Description
Assignment overview. This assignment is designed to show some examples of Bayesian Networks and generative models. This assignment requires you to apply a Gaussian mixture model to the Iris dataset with the Expectation Maximization (EM) algorithm. The second question is an example to apply a probabilistic modeling package called Lea for discrete probabilistic modeling. Grad students are also required to implement a naïve Bayes classifier. As usual, please provide your answers in form of a Jupyter Notebook.
Questions:
- [30 marks] This Assignment requires you to write a Python program that loads the Iris dataset from the first assignment and apply EM with a Gaussian mixture model on the IRIS data. You are not allowed to use any Python library for the EM algorithm itsef, but you are of course allowed to use other helper functions. You might compare the results of your program with sklearn models, but the whole exercise is to write the algorithm yourself.
- [30 marks, 15 marks for Grads] Write a program to implement EM with a Gaussian mixture model on the Iris dataset for k=3 and plot the Sepal data points with a color coding based on the obtained clusters. More specifically, you can plot the data points with color where the RGB colour values correspond to the probability estimates of a data point belonging to each class.
Hint: You can use linalg.pinv to find the inverse of a matrix. Also, numpy.copy can be used to temporary save a vector. - Graduate students only [15 marks] Evaluate the prediction quality with different number of assumed classes (k=2,3,4). Explain briefly your evaluation method and discuss your finding.
- [30 marks, 15 marks for Grads] Write a program to implement EM with a Gaussian mixture model on the Iris dataset for k=3 and plot the Sepal data points with a color coding based on the obtained clusters.
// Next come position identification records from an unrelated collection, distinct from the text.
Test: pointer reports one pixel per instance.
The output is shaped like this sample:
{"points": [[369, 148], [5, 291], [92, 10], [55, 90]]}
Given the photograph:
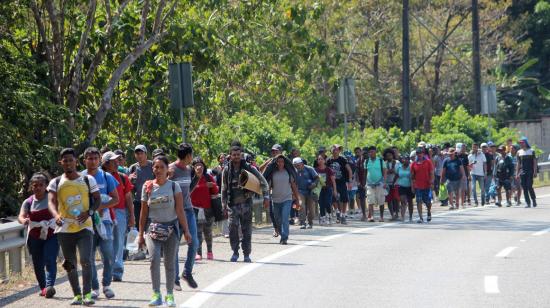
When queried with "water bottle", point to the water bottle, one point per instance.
{"points": [[75, 211], [131, 244]]}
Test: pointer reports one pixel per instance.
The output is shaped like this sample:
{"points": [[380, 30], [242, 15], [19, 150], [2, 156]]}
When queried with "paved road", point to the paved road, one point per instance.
{"points": [[478, 257]]}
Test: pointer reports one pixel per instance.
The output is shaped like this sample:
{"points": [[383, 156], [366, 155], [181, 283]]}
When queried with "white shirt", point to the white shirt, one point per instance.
{"points": [[477, 161]]}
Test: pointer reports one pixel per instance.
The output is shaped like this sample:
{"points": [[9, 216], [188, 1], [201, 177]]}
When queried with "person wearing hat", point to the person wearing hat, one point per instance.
{"points": [[526, 170], [375, 174], [140, 172], [504, 171], [343, 174], [422, 177], [516, 185], [478, 170], [306, 180], [452, 174], [109, 199], [124, 211]]}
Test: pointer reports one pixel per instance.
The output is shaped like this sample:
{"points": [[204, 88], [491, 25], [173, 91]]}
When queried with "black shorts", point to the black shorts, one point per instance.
{"points": [[405, 191], [342, 191]]}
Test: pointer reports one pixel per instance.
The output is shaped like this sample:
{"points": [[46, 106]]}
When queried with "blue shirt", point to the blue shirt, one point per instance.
{"points": [[404, 173], [305, 178]]}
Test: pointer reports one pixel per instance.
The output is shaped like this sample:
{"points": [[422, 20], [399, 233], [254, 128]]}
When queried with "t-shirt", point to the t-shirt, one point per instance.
{"points": [[38, 211], [391, 168], [281, 190], [338, 165], [477, 160], [490, 158], [183, 177], [123, 188], [304, 179], [404, 173], [527, 158], [107, 184], [73, 197], [452, 168], [325, 177], [144, 173], [422, 170], [161, 201], [374, 168]]}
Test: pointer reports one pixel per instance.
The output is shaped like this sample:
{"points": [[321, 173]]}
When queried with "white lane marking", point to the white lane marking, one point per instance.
{"points": [[505, 252], [541, 232], [203, 295], [491, 285]]}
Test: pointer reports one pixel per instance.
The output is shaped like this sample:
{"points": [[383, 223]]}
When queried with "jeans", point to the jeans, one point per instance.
{"points": [[169, 249], [282, 214], [325, 201], [44, 254], [528, 191], [480, 179], [191, 248], [119, 238], [240, 216], [107, 257], [82, 239]]}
More specifically, you can plot the data points with color where the RGB colour values correspond to the probability estimates of a data point belonging to each class.
- [20 marks, 10 marks for Grads] This Assignment requires you to write a Python script to calculate some inference of a simplified version of the car repair example from the manuscript. Given are the following probabilities:
The marginal probability that the alternator is broken is 1/1000 and the marginal probability that the fan belt is broken is 2/100. The probability that the battery is charging when either the alternator or the fan belt is broken is zero. However, even if both are working there is a 5/1000 probability that the battery is not charging. When the battery is not charging then there is a 90% chance that the battery is flat, though even if the battery is charging then there is a 10% chance that the battery is flat. Finally, the car does not start if either the battery is flat, or there is no gas, or the starter is broken. However. Even if these three conditions don’t hold there is a 5% chance that the car won’t start.- Draw the causal model of this system.
- What is the probability that the alternator is broken given that the car won’t start?
- What is the probability that the fan belt is broken given that the car won’t start?
- What is the probability that the fan belt is broken given that the car won’t start and the alternator is broken?
- What is the probability that the alternator and the fan belt is broken given that the car won’t start?
Hint: You might use Lea methods.
- Grads, only [20 marks] Naïve Bayes:
This Assignment requires you to write a Python program to test a simple binominal version of the Naïve Bayes algorithm on the 20newsgroups dataset. You need to read the data and work with sparse data in python. You should write a Naïve Bayes program on your own (not using library function) to implement the binomial version of the Naïve Bayes rule outlined in the manuscript. Please provide the results in form of a confusion matrix.